His assistant said, “General Hadden is on the phone.”
“Of course he is,” Thorn said. He shook his head and reached for the receiver.
Tex’s Truck Stop and Grill
Alexandria, Virginia
Lewis listened to the story without interrupting. At the end of it, she nodded. “Couldn’t be helped. Even if you’d known they had a chartered helicopter, you would have still had to take it out. Bringing the rocket launcher was smart.”
Somebody fed money into a jukebox by the pool tables. A country and western song started playing in the background. A twangy-voiced woman singing something about a lyin’, cheatin’ man.
Ain’t they all, honey?
Carruth nodded. “I’m guessing our boy was on it, and unless he melted down to butter during the fire, they’ll eventually get around to identifying him.”
“Already have,” Lewis said. “And he was killed in the fire. Good news for us. He doesn’t appear to have any more blood kin in the terrorist business, so maybe we are done with that.”
“Must be nice to have access to all that,” he said.

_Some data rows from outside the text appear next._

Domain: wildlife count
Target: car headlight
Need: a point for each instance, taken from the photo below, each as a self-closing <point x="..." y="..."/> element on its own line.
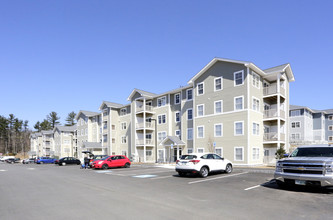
<point x="329" y="168"/>
<point x="278" y="167"/>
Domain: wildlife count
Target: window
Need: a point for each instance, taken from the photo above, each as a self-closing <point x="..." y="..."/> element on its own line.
<point x="123" y="126"/>
<point x="255" y="104"/>
<point x="255" y="153"/>
<point x="189" y="114"/>
<point x="238" y="153"/>
<point x="255" y="80"/>
<point x="295" y="113"/>
<point x="190" y="134"/>
<point x="239" y="103"/>
<point x="239" y="78"/>
<point x="200" y="88"/>
<point x="218" y="130"/>
<point x="255" y="128"/>
<point x="161" y="135"/>
<point x="123" y="111"/>
<point x="161" y="119"/>
<point x="218" y="107"/>
<point x="200" y="132"/>
<point x="177" y="133"/>
<point x="161" y="101"/>
<point x="200" y="109"/>
<point x="218" y="84"/>
<point x="189" y="94"/>
<point x="296" y="124"/>
<point x="200" y="150"/>
<point x="177" y="98"/>
<point x="123" y="140"/>
<point x="177" y="116"/>
<point x="239" y="128"/>
<point x="219" y="151"/>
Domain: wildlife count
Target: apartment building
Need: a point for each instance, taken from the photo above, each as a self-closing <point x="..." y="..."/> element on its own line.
<point x="230" y="107"/>
<point x="308" y="126"/>
<point x="65" y="141"/>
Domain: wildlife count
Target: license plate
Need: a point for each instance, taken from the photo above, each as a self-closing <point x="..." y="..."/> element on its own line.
<point x="300" y="182"/>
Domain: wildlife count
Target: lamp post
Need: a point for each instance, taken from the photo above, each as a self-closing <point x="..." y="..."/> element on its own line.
<point x="153" y="119"/>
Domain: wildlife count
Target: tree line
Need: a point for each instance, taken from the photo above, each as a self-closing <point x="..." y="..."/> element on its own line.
<point x="15" y="133"/>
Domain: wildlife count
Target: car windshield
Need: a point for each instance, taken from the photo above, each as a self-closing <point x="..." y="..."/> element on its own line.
<point x="188" y="157"/>
<point x="313" y="152"/>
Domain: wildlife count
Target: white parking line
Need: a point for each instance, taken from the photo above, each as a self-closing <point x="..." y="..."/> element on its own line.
<point x="253" y="187"/>
<point x="205" y="180"/>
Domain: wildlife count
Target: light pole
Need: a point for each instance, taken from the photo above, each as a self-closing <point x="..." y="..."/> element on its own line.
<point x="153" y="119"/>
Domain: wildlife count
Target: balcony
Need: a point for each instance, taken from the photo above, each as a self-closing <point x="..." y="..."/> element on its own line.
<point x="273" y="136"/>
<point x="273" y="90"/>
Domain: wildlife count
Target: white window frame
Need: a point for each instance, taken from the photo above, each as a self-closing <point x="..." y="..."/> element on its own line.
<point x="176" y="103"/>
<point x="237" y="97"/>
<point x="215" y="135"/>
<point x="187" y="133"/>
<point x="235" y="128"/>
<point x="201" y="149"/>
<point x="221" y="101"/>
<point x="203" y="110"/>
<point x="255" y="128"/>
<point x="255" y="79"/>
<point x="235" y="156"/>
<point x="188" y="114"/>
<point x="163" y="103"/>
<point x="219" y="148"/>
<point x="203" y="88"/>
<point x="203" y="131"/>
<point x="176" y="117"/>
<point x="255" y="153"/>
<point x="235" y="73"/>
<point x="255" y="107"/>
<point x="187" y="94"/>
<point x="217" y="78"/>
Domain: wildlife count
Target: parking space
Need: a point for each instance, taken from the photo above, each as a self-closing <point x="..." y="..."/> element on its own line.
<point x="148" y="192"/>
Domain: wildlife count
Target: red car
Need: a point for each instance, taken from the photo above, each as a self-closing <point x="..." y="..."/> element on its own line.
<point x="112" y="161"/>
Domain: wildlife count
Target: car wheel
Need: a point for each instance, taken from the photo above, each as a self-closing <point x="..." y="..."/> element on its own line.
<point x="105" y="166"/>
<point x="204" y="172"/>
<point x="228" y="168"/>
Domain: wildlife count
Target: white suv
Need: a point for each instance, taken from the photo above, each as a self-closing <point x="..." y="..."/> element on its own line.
<point x="202" y="164"/>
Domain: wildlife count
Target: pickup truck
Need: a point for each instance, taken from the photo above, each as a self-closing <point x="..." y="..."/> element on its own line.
<point x="42" y="160"/>
<point x="308" y="166"/>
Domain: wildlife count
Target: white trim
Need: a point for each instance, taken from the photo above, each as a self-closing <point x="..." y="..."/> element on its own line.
<point x="203" y="110"/>
<point x="216" y="78"/>
<point x="221" y="107"/>
<point x="235" y="128"/>
<point x="242" y="72"/>
<point x="175" y="98"/>
<point x="203" y="131"/>
<point x="235" y="103"/>
<point x="235" y="153"/>
<point x="221" y="129"/>
<point x="203" y="88"/>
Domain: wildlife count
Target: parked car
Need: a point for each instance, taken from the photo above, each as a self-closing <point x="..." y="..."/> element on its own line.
<point x="42" y="160"/>
<point x="28" y="160"/>
<point x="13" y="160"/>
<point x="202" y="164"/>
<point x="68" y="160"/>
<point x="96" y="157"/>
<point x="306" y="166"/>
<point x="112" y="161"/>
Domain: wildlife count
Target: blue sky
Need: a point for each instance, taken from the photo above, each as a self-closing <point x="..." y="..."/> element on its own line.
<point x="71" y="55"/>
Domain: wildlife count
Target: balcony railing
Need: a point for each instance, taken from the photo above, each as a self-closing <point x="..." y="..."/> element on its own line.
<point x="272" y="89"/>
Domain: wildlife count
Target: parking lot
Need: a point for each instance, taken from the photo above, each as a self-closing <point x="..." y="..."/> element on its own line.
<point x="151" y="192"/>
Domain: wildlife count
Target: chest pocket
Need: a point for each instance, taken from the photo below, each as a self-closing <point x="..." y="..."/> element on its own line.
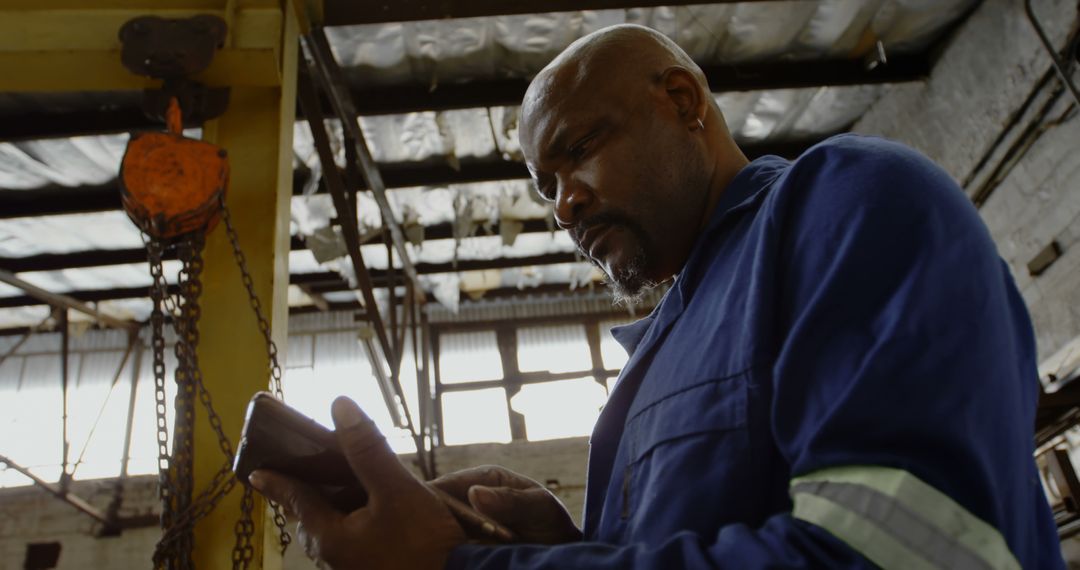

“It is. And to have them giving it to you because you are helping protect them from yourself? That’s even better.”
“You hate the Army, don’tcha?”
She blinked at him. “Why do you say that?”
“I’m maybe not the brightest bulb on the string, Captain, but I’m not completely stupid. I can hear. It comes out every time you talk about the service, there’s a nasty edge in your tone. Contempt.”
She didn’t speak to that. It wasn’t supposed to show, though. If Carruth here could see that—and he wasn’t exactly a candidate for Mr. Sensitive—then somebody else could. She would have to work on that. It wouldn’t do at all for people on the inside to be looking at her squinty-eyed. Certainly not Mr. Jay Gridley.